Tel.: (514) 398-3122
Fax:  (514) 398-2017


Re: Trigger that spawns forked process

From
Douglas McNaught
Date:
Christopher Murtagh <christopher.murtagh@mcgill.ca> writes:

>  No, I don't want the trigger to do any db stuff at all. Basically, I've
> got a content management system that is going to be split across a
> cluster. Upon an update submission from one of them, I want to replicate
> across the others (which can happen in pseudo real time). So, basically
> the DB is the master, once it makes an update, it will spawn a process
> to the syncronization (all of this code is written).

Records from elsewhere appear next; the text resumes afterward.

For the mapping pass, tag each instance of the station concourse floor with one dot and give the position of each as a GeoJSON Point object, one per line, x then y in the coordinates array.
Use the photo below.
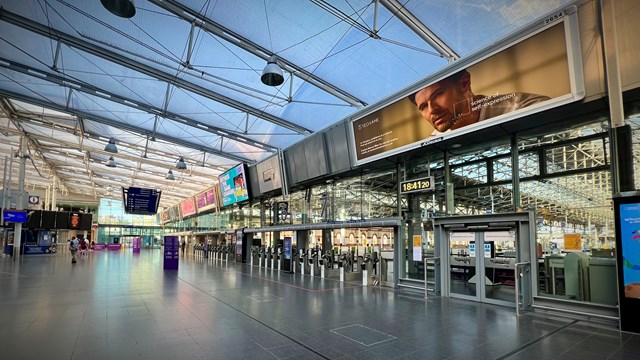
{"type": "Point", "coordinates": [119, 305]}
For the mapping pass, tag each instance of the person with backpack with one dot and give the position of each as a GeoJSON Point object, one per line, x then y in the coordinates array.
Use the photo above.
{"type": "Point", "coordinates": [74, 244]}
{"type": "Point", "coordinates": [83, 247]}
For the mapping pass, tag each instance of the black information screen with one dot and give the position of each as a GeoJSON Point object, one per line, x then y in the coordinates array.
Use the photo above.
{"type": "Point", "coordinates": [141, 201]}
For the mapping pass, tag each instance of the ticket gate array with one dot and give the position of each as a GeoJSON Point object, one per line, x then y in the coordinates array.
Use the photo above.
{"type": "Point", "coordinates": [346, 266]}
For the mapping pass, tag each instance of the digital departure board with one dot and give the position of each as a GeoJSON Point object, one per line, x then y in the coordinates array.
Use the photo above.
{"type": "Point", "coordinates": [233, 185]}
{"type": "Point", "coordinates": [187, 207]}
{"type": "Point", "coordinates": [416, 185]}
{"type": "Point", "coordinates": [140, 201]}
{"type": "Point", "coordinates": [206, 200]}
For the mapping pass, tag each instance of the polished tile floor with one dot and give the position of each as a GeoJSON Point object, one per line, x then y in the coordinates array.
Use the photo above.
{"type": "Point", "coordinates": [116, 305]}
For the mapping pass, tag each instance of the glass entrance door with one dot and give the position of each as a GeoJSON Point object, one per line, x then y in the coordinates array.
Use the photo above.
{"type": "Point", "coordinates": [481, 266]}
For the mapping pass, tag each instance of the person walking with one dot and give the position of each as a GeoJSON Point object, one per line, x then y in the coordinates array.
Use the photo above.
{"type": "Point", "coordinates": [73, 247]}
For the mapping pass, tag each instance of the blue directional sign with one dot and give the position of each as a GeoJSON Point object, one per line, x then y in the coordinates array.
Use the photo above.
{"type": "Point", "coordinates": [15, 216]}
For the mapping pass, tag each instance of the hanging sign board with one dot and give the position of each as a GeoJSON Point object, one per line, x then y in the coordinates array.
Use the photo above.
{"type": "Point", "coordinates": [417, 248]}
{"type": "Point", "coordinates": [572, 242]}
{"type": "Point", "coordinates": [416, 185]}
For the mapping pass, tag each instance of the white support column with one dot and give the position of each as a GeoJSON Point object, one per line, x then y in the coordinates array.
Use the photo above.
{"type": "Point", "coordinates": [53, 195]}
{"type": "Point", "coordinates": [17, 237]}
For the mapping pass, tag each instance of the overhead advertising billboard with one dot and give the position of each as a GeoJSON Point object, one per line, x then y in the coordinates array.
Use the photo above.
{"type": "Point", "coordinates": [233, 185]}
{"type": "Point", "coordinates": [188, 207]}
{"type": "Point", "coordinates": [207, 200]}
{"type": "Point", "coordinates": [269, 174]}
{"type": "Point", "coordinates": [630, 238]}
{"type": "Point", "coordinates": [537, 71]}
{"type": "Point", "coordinates": [164, 216]}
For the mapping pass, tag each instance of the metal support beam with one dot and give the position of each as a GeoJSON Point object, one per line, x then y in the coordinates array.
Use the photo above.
{"type": "Point", "coordinates": [17, 237]}
{"type": "Point", "coordinates": [219, 31]}
{"type": "Point", "coordinates": [122, 126]}
{"type": "Point", "coordinates": [515, 172]}
{"type": "Point", "coordinates": [26, 119]}
{"type": "Point", "coordinates": [96, 91]}
{"type": "Point", "coordinates": [398, 9]}
{"type": "Point", "coordinates": [119, 59]}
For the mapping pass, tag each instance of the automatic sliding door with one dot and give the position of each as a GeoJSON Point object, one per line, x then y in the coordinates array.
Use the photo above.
{"type": "Point", "coordinates": [462, 264]}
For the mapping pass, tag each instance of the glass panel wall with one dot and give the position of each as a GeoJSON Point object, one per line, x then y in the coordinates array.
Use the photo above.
{"type": "Point", "coordinates": [574, 216]}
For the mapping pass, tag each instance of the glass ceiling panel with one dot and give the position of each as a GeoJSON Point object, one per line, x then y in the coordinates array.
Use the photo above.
{"type": "Point", "coordinates": [306, 34]}
{"type": "Point", "coordinates": [274, 135]}
{"type": "Point", "coordinates": [23, 106]}
{"type": "Point", "coordinates": [144, 34]}
{"type": "Point", "coordinates": [95, 127]}
{"type": "Point", "coordinates": [32, 87]}
{"type": "Point", "coordinates": [110, 110]}
{"type": "Point", "coordinates": [202, 109]}
{"type": "Point", "coordinates": [111, 77]}
{"type": "Point", "coordinates": [470, 26]}
{"type": "Point", "coordinates": [25, 47]}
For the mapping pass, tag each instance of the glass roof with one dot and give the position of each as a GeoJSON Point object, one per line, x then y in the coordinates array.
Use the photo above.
{"type": "Point", "coordinates": [182, 77]}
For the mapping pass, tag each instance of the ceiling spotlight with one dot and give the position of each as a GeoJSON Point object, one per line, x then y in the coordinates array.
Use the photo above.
{"type": "Point", "coordinates": [122, 8]}
{"type": "Point", "coordinates": [272, 74]}
{"type": "Point", "coordinates": [181, 164]}
{"type": "Point", "coordinates": [111, 162]}
{"type": "Point", "coordinates": [111, 146]}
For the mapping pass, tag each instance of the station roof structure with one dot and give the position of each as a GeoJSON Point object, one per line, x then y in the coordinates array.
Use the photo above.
{"type": "Point", "coordinates": [181, 78]}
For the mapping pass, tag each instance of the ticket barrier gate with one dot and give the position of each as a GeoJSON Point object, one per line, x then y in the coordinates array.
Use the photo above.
{"type": "Point", "coordinates": [312, 260]}
{"type": "Point", "coordinates": [348, 269]}
{"type": "Point", "coordinates": [302, 260]}
{"type": "Point", "coordinates": [262, 260]}
{"type": "Point", "coordinates": [278, 254]}
{"type": "Point", "coordinates": [329, 268]}
{"type": "Point", "coordinates": [369, 269]}
{"type": "Point", "coordinates": [254, 256]}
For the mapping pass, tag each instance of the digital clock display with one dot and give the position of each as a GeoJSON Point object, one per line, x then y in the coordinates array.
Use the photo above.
{"type": "Point", "coordinates": [416, 185]}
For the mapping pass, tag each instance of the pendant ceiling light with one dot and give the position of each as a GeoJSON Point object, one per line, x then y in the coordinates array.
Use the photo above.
{"type": "Point", "coordinates": [111, 146]}
{"type": "Point", "coordinates": [122, 8]}
{"type": "Point", "coordinates": [272, 74]}
{"type": "Point", "coordinates": [181, 164]}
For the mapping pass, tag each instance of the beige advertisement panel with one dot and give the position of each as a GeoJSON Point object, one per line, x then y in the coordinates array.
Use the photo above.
{"type": "Point", "coordinates": [531, 75]}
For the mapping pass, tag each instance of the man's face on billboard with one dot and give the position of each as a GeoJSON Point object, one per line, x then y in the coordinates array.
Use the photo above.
{"type": "Point", "coordinates": [443, 102]}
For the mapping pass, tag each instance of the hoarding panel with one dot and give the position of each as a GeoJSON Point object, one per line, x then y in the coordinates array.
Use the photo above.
{"type": "Point", "coordinates": [233, 185]}
{"type": "Point", "coordinates": [539, 71]}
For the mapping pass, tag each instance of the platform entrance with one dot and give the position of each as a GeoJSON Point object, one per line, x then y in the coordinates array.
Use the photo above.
{"type": "Point", "coordinates": [480, 257]}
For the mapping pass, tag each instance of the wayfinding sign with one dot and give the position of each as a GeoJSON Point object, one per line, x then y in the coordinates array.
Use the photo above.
{"type": "Point", "coordinates": [417, 185]}
{"type": "Point", "coordinates": [15, 216]}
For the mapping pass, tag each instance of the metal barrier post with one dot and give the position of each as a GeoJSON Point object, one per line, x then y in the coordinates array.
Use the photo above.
{"type": "Point", "coordinates": [435, 262]}
{"type": "Point", "coordinates": [517, 275]}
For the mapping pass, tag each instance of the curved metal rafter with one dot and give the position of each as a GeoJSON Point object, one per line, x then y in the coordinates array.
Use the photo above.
{"type": "Point", "coordinates": [109, 55]}
{"type": "Point", "coordinates": [121, 125]}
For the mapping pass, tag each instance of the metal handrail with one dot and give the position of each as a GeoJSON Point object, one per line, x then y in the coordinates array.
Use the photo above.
{"type": "Point", "coordinates": [517, 275]}
{"type": "Point", "coordinates": [436, 259]}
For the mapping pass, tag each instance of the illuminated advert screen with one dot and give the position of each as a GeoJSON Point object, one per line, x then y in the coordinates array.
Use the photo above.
{"type": "Point", "coordinates": [233, 185]}
{"type": "Point", "coordinates": [538, 72]}
{"type": "Point", "coordinates": [630, 236]}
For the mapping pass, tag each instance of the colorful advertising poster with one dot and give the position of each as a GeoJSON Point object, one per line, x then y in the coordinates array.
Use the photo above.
{"type": "Point", "coordinates": [136, 245]}
{"type": "Point", "coordinates": [233, 185]}
{"type": "Point", "coordinates": [206, 200]}
{"type": "Point", "coordinates": [287, 247]}
{"type": "Point", "coordinates": [417, 248]}
{"type": "Point", "coordinates": [572, 242]}
{"type": "Point", "coordinates": [164, 216]}
{"type": "Point", "coordinates": [630, 236]}
{"type": "Point", "coordinates": [188, 207]}
{"type": "Point", "coordinates": [539, 72]}
{"type": "Point", "coordinates": [74, 220]}
{"type": "Point", "coordinates": [171, 252]}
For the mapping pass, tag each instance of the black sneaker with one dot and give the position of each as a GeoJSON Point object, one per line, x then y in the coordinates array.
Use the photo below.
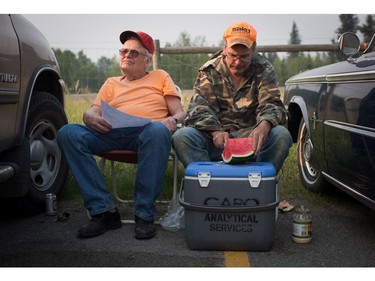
{"type": "Point", "coordinates": [100, 223]}
{"type": "Point", "coordinates": [144, 229]}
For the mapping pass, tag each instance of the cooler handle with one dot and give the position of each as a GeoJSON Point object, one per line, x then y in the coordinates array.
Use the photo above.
{"type": "Point", "coordinates": [199, 207]}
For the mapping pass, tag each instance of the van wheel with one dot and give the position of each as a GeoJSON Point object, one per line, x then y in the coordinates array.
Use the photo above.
{"type": "Point", "coordinates": [48, 168]}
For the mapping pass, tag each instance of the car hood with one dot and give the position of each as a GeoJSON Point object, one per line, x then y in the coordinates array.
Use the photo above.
{"type": "Point", "coordinates": [362, 68]}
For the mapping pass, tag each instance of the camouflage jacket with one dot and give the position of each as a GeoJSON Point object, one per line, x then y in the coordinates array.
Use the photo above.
{"type": "Point", "coordinates": [217, 106]}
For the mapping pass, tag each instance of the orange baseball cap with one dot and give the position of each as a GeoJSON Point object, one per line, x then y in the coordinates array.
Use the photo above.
{"type": "Point", "coordinates": [240, 33]}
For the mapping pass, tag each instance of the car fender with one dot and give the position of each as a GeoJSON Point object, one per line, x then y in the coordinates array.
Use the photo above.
{"type": "Point", "coordinates": [297, 110]}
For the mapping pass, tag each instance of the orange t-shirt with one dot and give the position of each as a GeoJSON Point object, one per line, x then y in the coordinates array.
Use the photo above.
{"type": "Point", "coordinates": [143, 97]}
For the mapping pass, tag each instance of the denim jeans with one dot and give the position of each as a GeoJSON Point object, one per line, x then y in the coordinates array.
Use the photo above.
{"type": "Point", "coordinates": [191, 145]}
{"type": "Point", "coordinates": [152, 143]}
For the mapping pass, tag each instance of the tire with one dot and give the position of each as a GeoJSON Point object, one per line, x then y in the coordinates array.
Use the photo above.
{"type": "Point", "coordinates": [309, 168]}
{"type": "Point", "coordinates": [48, 168]}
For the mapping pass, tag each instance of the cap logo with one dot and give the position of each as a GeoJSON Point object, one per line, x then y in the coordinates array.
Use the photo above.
{"type": "Point", "coordinates": [241, 30]}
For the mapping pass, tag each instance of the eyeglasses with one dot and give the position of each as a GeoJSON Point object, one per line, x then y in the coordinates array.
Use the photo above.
{"type": "Point", "coordinates": [133, 53]}
{"type": "Point", "coordinates": [244, 58]}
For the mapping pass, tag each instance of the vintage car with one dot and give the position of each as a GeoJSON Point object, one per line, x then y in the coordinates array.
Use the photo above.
{"type": "Point", "coordinates": [332, 120]}
{"type": "Point", "coordinates": [31, 112]}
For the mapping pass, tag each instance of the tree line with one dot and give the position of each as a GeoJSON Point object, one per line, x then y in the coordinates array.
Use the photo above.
{"type": "Point", "coordinates": [82, 75]}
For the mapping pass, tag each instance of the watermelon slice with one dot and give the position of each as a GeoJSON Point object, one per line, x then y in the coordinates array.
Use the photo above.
{"type": "Point", "coordinates": [237, 151]}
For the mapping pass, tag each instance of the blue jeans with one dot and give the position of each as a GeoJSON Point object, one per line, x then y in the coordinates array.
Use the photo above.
{"type": "Point", "coordinates": [152, 143]}
{"type": "Point", "coordinates": [192, 145]}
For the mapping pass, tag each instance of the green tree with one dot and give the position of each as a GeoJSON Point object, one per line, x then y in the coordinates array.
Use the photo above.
{"type": "Point", "coordinates": [183, 68]}
{"type": "Point", "coordinates": [294, 40]}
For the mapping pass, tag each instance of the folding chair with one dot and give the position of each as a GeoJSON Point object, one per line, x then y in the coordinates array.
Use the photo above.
{"type": "Point", "coordinates": [130, 157]}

I just don't want
> the initial update process to wait for replication to finish (which is
> only a second or two under normal load). I could write a daemon that
> would sit an listen to these replication requests, but that just seems
> to be more complex than I need.

Why not have a client connection LISTENing and doing the
synchronization, and have the trigger use NOTIFY?

Or, you could have the trigger write to a table, and have another
client periodically scanning the table for new sync events.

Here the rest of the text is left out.